Student: I think I got, especially tonight, a better sense or experience of really opening my heart and how I could actually use that every day.
Student: I liked the concept that you discussed both tonight and I believe also at the first session, about that we don’t have, necessarily, an incorrect understanding, but an incomplete understanding which deepens and enriches with our own experience in practice.
Ken: Yeah. Helena?
Helena: You all said really good things. I didn’t experience many good things. This whole process of opening up to more sensations, which is something I was already doing a little bit, opened up to a lot of pain and a lot more than what I was already experiencing. So, I don’t know where I’m going to go, for the moment I’m there.
Ken: Okay. Final comments. Thank you all very much.

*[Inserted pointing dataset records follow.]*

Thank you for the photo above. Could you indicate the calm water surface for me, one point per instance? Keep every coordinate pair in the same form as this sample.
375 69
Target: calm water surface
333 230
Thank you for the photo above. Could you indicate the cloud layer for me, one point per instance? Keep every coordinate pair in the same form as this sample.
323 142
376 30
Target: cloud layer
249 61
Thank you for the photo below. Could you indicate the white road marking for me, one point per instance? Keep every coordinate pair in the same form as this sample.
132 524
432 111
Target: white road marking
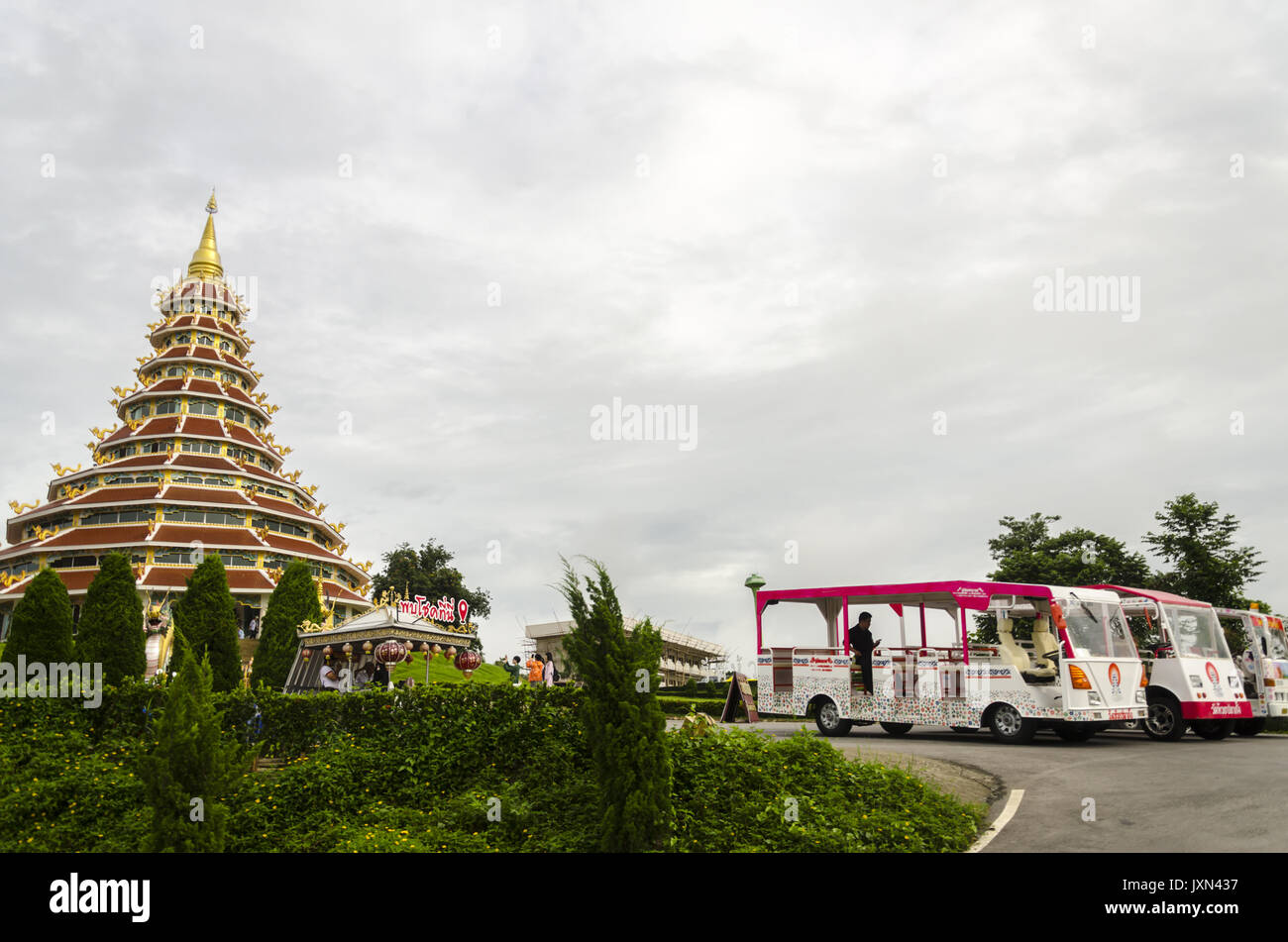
1000 822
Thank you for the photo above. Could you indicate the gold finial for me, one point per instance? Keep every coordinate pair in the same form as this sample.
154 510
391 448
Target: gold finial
205 262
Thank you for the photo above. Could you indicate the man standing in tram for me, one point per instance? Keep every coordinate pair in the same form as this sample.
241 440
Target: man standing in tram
863 645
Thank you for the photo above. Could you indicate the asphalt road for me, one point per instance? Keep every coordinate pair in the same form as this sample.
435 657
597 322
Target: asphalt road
1175 796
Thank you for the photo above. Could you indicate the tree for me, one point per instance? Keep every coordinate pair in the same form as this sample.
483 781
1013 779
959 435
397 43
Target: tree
205 616
1199 547
189 769
42 623
623 721
111 623
1028 552
426 573
294 601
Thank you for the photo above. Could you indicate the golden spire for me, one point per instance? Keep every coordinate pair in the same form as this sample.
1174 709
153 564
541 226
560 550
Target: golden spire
205 261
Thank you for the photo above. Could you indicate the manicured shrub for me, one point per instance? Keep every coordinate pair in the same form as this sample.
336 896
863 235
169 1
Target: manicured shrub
42 626
111 623
205 615
622 718
191 767
294 601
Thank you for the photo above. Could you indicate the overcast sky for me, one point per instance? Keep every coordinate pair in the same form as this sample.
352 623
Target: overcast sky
472 226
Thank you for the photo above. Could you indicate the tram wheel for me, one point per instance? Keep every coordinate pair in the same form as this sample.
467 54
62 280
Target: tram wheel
829 721
1164 721
1009 726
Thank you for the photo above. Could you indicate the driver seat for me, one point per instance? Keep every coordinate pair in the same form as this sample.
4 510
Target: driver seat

This isn’t a methodical presentation of mahamudra practice. If you want a methodical presentation, then Clarifying the Natural State, The Lamp of Mahamudra, those are both relatively short texts and they’re both very good. If you want a long, detailed, scholastic text then Moonbeams of Mahamudra. It’s this thick. There are other texts around, those are, first two are, I think, particularly good. ’Cause I like shorter texts myself, than long detailed ones.
This is a song. Sung on a particular occasion. So, it’s not methodical. Tilopa, he’s been teaching Naropa for quite a long time. They’ve gone through a lot together. Tilopa knows how hard he’s pushed Naropa and Naropa experiences this opening and this is an expression of Tilopa’s joy. And saying, “Okay, let me say this now,” and he just lets loose with this probably completely spontaneous description. And that’s why it’s hitting here, hitting here, hitting here, hitting here. Now, some of the Tibetan commentators have tried to make it into a methodical presentation, but it really isn’t. It’s a spontaneous song.
Now, in translating it, I’ve struggled to bring it to life in English and I think this third translation is getting closer. But I was talking with somebody yesterday and they said, “Okay, now you’ve got it this far, Ken, why don’t you put it into real poetry?” So there may be a fourth version coming around sooner or later.
So, anyway, this concludes the class and thank you all very much for being here. And we can close here, actually.